El origen de la Semana Santa, como una fiesta cristiana, se encuentra en La Biblia, en las páginas del Nuevo Testamento, en los Evangelios de Mateo, Marcos, Lucas y Juan. Pero para entender completamente su origen y significados, se debe viajar atrás en el tiempo, hasta las antiguas festividades paganas cuyos ritos la hibridaron con el inicio de la primavera, donde simbolizaban el renacimiento y la renovación, comunes en muchas culturas antiguas, para posteriormente comprender los axiomas, liturgias, metáforas, alegorías, rituales y significados que señala la Iglesia Católica.
Cada país tiene sus particulares formas de celebración donde incorpora costumbres y tradiciones que les son propias desde hace siglos. Por ejemplo, los huevos de Pascua, la decoración de huevos y el consumo de dulces son una parte importante de la fiesta moderna de Pascua que se celebra en el mundo anglosajón y cuyo ejemplo lo vemos hoy en Estados Unidos y el Reino Unido. Pero el centro de todo, de acuerdo con el apóstol Pablo, está en el poder de Cristo sobre la muerte y la promesa de su Segunda Venida como fundamento de la fe cristiana (1Corintios 15:12-17; 1Tesalonicenses 4:13-18).
En el año 325 el Concilio de Nicea determinó que la resurrección de Cristo debía celebrarse siempre en un domingo cercano a la fecha de la Pascua bíblica sin importar la fecha del año. A partir de aquel momento y basándose siempre en el relato evangélico, cada país ha ido construyendo un conjunto propio de celebraciones. A pesar de las variantes y la diferencia de costumbres locales, la finalidad principal es celebrar o rememorar la pasión, muerte y resurrección del Mesías (www.barcelona.cat, Cultura popular, Ayuntamiento de Barcelona, 2025).
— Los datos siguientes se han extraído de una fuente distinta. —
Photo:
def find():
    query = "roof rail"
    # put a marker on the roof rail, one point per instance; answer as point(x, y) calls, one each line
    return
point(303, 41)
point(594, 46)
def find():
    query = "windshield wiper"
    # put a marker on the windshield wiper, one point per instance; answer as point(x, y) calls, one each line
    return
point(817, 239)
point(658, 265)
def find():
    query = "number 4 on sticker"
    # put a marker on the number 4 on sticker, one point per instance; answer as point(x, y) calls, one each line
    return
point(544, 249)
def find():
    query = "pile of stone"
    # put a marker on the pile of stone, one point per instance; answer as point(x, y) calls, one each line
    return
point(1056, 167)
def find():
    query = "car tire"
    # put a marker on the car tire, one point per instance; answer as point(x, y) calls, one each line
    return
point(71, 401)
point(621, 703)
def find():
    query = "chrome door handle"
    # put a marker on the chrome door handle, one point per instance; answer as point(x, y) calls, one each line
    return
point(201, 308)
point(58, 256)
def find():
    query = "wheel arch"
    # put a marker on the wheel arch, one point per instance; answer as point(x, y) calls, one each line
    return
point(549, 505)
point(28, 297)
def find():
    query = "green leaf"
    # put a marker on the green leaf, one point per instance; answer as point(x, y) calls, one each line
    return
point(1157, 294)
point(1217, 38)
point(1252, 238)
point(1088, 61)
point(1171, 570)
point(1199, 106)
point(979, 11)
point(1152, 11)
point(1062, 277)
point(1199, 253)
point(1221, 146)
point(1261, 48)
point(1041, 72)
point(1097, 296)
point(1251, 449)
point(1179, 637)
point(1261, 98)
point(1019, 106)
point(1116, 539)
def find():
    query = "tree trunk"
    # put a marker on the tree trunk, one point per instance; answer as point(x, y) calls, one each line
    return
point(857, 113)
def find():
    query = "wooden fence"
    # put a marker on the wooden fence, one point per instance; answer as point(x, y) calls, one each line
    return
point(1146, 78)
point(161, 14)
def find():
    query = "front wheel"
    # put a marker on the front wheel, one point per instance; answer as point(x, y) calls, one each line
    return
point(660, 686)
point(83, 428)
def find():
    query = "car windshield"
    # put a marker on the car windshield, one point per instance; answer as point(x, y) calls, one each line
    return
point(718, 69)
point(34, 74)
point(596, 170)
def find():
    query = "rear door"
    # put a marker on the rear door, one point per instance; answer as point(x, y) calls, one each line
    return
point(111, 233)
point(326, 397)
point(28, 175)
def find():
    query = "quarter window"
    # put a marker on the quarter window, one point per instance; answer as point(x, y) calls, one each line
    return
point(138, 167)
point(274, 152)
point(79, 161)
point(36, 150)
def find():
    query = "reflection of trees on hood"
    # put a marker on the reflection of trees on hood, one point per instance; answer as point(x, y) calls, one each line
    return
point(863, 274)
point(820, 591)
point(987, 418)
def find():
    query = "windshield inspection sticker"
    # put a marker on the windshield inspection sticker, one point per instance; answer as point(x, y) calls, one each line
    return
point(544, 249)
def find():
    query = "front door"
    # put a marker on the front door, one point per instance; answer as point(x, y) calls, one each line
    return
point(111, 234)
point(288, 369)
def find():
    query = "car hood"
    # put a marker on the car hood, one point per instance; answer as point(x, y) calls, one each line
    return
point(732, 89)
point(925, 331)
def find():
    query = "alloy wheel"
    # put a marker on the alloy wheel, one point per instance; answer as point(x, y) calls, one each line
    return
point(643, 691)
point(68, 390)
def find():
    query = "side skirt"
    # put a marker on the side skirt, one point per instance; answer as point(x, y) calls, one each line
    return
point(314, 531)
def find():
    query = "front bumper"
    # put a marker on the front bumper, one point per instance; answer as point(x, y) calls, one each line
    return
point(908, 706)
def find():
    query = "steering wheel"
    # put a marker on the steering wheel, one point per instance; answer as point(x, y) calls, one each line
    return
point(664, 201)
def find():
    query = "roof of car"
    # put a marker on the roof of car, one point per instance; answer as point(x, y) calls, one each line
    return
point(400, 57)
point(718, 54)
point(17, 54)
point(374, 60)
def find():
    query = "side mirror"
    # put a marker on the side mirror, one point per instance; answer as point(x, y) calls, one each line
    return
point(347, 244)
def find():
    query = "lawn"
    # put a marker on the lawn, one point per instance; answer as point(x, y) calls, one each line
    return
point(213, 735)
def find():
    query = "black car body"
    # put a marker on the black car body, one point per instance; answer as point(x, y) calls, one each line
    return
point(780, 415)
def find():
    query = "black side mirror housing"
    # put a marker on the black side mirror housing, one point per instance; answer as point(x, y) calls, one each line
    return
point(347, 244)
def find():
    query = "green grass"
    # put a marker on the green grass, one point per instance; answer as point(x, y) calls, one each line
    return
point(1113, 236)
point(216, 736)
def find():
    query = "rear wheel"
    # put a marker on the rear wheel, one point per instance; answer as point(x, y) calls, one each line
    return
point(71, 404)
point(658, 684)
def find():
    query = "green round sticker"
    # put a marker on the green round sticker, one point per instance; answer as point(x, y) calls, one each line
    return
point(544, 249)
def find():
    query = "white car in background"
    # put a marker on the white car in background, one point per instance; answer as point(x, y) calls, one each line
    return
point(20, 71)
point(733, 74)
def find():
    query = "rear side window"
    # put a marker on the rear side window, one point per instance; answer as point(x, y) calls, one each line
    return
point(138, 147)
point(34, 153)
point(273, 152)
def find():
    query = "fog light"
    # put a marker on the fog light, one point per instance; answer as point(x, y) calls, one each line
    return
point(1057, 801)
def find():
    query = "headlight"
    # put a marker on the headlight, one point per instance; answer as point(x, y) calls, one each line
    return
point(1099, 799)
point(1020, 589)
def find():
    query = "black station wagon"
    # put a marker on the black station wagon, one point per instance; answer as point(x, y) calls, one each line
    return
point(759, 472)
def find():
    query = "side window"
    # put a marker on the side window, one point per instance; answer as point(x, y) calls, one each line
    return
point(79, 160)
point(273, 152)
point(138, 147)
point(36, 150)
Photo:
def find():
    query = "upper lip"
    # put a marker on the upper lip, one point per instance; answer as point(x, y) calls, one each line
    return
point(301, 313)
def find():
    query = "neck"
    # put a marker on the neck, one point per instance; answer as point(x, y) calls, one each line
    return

Cada año, Semana Santa no tiene días fijos para su celebración. Desde el Concilio de Nicea se celebra en función de los ciclos lunares en lugar de seguir el calendario habitual que adopta la periodicidad solar. Por tanto, el inicio de la Semana Santa se celebra en función del Domingo de Resurrección, que corresponde al siguiente domingo después de la primera luna llena de primavera y, por esta razón, cada año da comienzo en un momento diferente del calendario solar.
Cuando era pequeño, la Semana Santa tenía un sabor especial y de gran relevancia en la familia y la sociedad. Al pasar el tiempo se han ido trastocando los valores y se ha perdido parte de la religiosidad quizá, por una parte, debido a la comercialización que promueve viajes vacacionales, diversión y productos religiosos con fines de lucro, así como la globalización del último medio siglo que ha impulsado un pensamiento laico. Recuerdo que, en la primera mitad de los sesenta, mi abuela decía que estos días santos no eran para ir al río a nadar o jugar en el agua. Que eran “días de guardar” y no de diversión.
Mi abuela era católica aunque no una ferviente devota. En una mente infantil, las palabras de los familiares que más se quieren llegan al subconsciente y se estacionan ahí, esperando en el tiempo ser aclarados, interpretados, valorados. Algunas veces se quedan ahí, imborrables, perennes, como una impronta que parece que se adhiere a los genes y que forma parte del ADN, convirtiéndose en un reflejo en la conducta inconsciente de las personas.
Esos días de guardar se referían al respeto y la veneración religiosa sobre un hecho que alimenta la cultura occidental y en cuya celebración muchos católicos la asocian con la diversión y la algarabía, además de la mezcla de varias costumbres y deformaciones locales que la han venido transformando con el paso del tiempo. Recrear la última cena, el viacrucis, la muerte y resurrección de Jesús, es una hermosa alegoría que nos llena de misticismo y significado, bajo preceptos que mueven a la humanidad desde hace dos mil años.